Он снова в воздухе, движется обратно на восток по перекошенной взлетной полосе, становится прозрачным, тоньше пленки. Голос вещает: «Пожалуйста, не передвигайтесь по салону и не толпитесь в проходах». Он хватается за слова как за спасательный жилет. Люди дали себе волю. Юноша оказался прав: в Капгра больше правды, чем в постоянном затуманивании сознания. Был у него однажды пациент, Уоррен из «Страны неожиданных открытий». Мужчина тридцати двух лет, работал трейдером, по выходным занимался скалолазанием. И вот однажды сорвался с крутого склона и приложился головой. Выйдя из комы, Уоррен оказался в мире, населенном монахами, солдатами, фотомоделями, кинозлодеями и полулюдьми-полуживотным. И все они, как ни в чем не бывало, с ним беседовали. Вебер готов пожертвовать каждой копией собственноручно написанных слов, чтобы снова рассказать историю Уоррена, но на этот раз – с новообретенным глубоким пониманием состояния мужчины.
Он окружен. Даже герметичная каюта гниет жизнью. Все вокруг живет, зеленеет и разрастается. Десятки миллионов видов клокочут повсюду: большая часть скрыта от взора, дать название получится и того меньшему количеству; но они готовы на все, на всякий обман и эксплуатацию, лишь бы продолжить существование. Он смотрит на свои трясущиеся руки, на целые дождевые леса бактерий. Насекомые глубоко зарываются в корпус самолета. Семена приживаются в грузовом отсеке. Грибок расползается под виниловой обшивкой. За маленькой оконной створкой – замерзшие в безвоздушном пространстве археи, питающиеся нефтью бактерии и экстремофилы. Живут вполсыта, в темноте, при температуре ниже нуля, просто множась. Каждый выживший генетический код – гениальнее, чем его глубочайшая мысль, и таким и останется, даже когда его мысли умрут.
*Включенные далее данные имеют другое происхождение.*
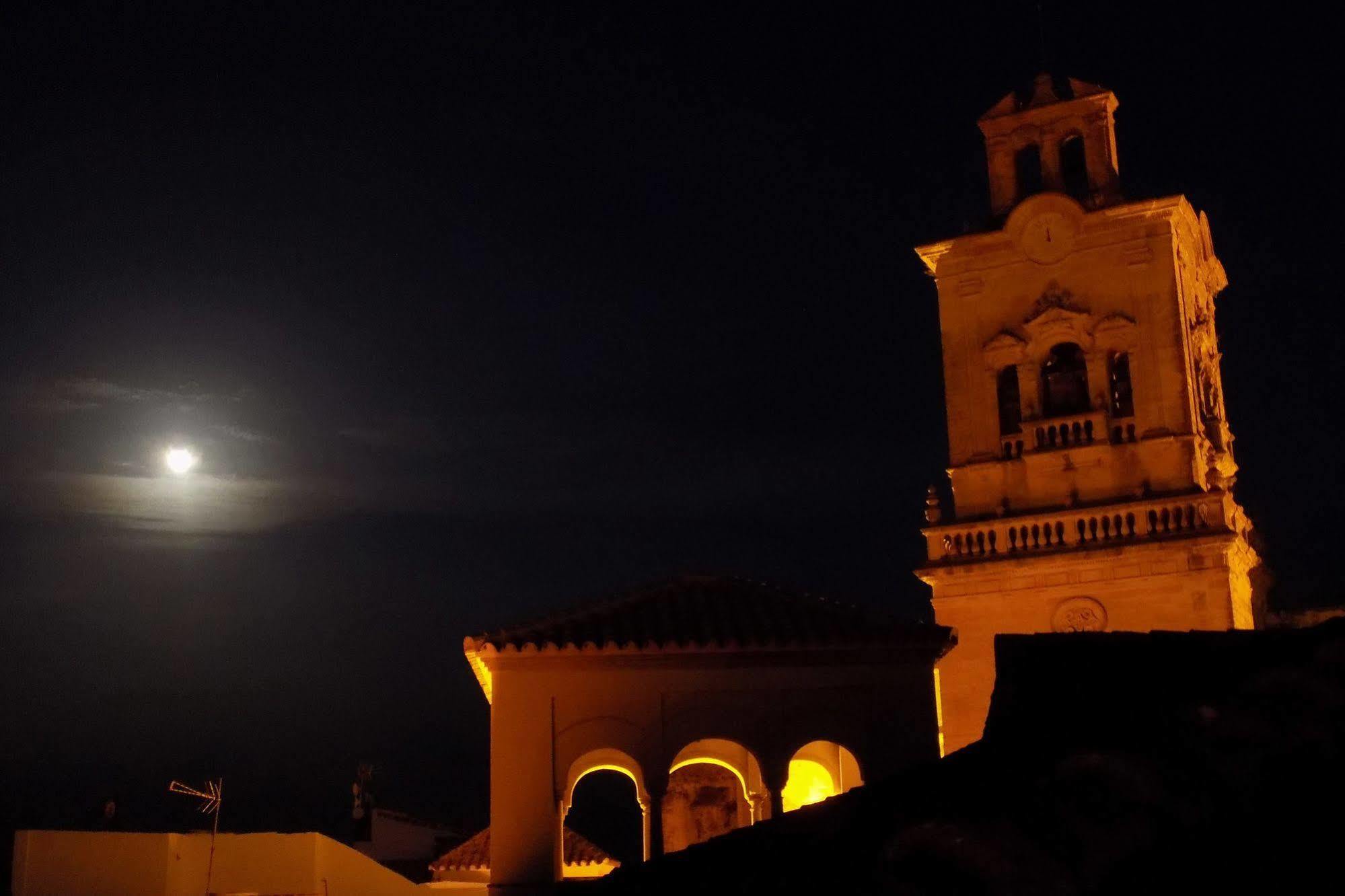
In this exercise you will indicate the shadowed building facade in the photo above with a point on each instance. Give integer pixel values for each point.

Мужчина на соседнем сиденье, ерзающий с начала полета, набирается смелости и, наконец, подает голос:
– Кажется, я вас где-то видел.
Вебер вздрагивает, отвечая кривой, едва заметной усмешкой, которую он украл у одного из своих пациентов.
– Не думаю.
– Ну да. Вы – тот ученый, занимающийся мозгом.
– Нет, – говорит Вебер.
Незнакомец окидывает его подозрительным взглядом.
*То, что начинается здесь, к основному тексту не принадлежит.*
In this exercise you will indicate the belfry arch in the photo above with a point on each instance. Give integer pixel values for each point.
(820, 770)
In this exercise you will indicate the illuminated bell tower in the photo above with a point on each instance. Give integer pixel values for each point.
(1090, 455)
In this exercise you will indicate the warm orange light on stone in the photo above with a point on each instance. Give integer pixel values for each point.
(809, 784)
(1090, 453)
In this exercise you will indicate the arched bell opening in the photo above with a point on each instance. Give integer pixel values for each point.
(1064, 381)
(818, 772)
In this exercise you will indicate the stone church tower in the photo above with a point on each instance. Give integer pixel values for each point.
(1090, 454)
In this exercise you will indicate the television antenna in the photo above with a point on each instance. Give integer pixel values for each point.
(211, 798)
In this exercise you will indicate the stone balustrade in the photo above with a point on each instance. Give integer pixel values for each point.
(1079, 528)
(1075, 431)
– Это вы. «Человек, который принял свою жизнь за…»
– Вы обознались, – настаивает Вебер. – Я занимаюсь рекламацией земель.
Стюардессы снуют туда-сюда по проходу. Девушка с соседнего ряда пихает в огромный рот кусок животного. Вебер чувствует, как тело под заляпанным пятнами костюмом рушится. Мысли скользят, как водомерки. От него ничего не осталось, кроме нового видения.
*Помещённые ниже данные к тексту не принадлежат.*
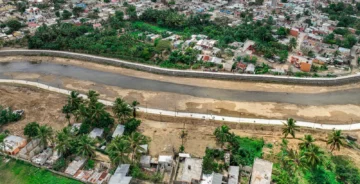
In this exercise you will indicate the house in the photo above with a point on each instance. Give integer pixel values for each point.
(215, 60)
(261, 173)
(249, 45)
(294, 32)
(250, 69)
(165, 162)
(119, 177)
(13, 144)
(42, 157)
(31, 149)
(214, 178)
(75, 165)
(191, 171)
(96, 132)
(145, 161)
(233, 177)
(301, 62)
(119, 131)
(53, 158)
В переполненной голове всплывают образы прошедшего дня. Сидя в кресле у крыла, Вебер многократно проигрывает последнюю сцену, переосмысливает, перечитывает все заново, возвращается к началу. К Марку в палате в «Добром самаритянине». Он смотрит те же пустые передачи о войне, что и остальной невежественный мир. Смотрит неотрывно, наблюдает за войсками как можно внимательней, словно высматривает старого друга. У кровати стоит специалист по когнитивной нейробиологии, вздрагивает от звуков из настенного телевизора, забывая, зачем пришел, пока пациент не напоминает причину.
– Уезжаешь, значит? К чему такая спешка? Только ведь приехал.
Специалист истончился, как сама жизнь. Поднимает руки, чтобы извиниться. Свет беспрепятственно проходит через кожу и кости.
Марк дарит ему потрепанную книгу в мягкой обложке. «Моя Антония».
– Почитай на обратном. Я читал, пока в мини-книжном клубе состоял. Девчачья книжка так-то. Разве это ж классика, если нет погони на вертолетах? Или сцены с обнаженной аквалангисткой. Ну или чо-то вроде того. Чтобы в стиле Небраски. Но в итоге я даже втянулся.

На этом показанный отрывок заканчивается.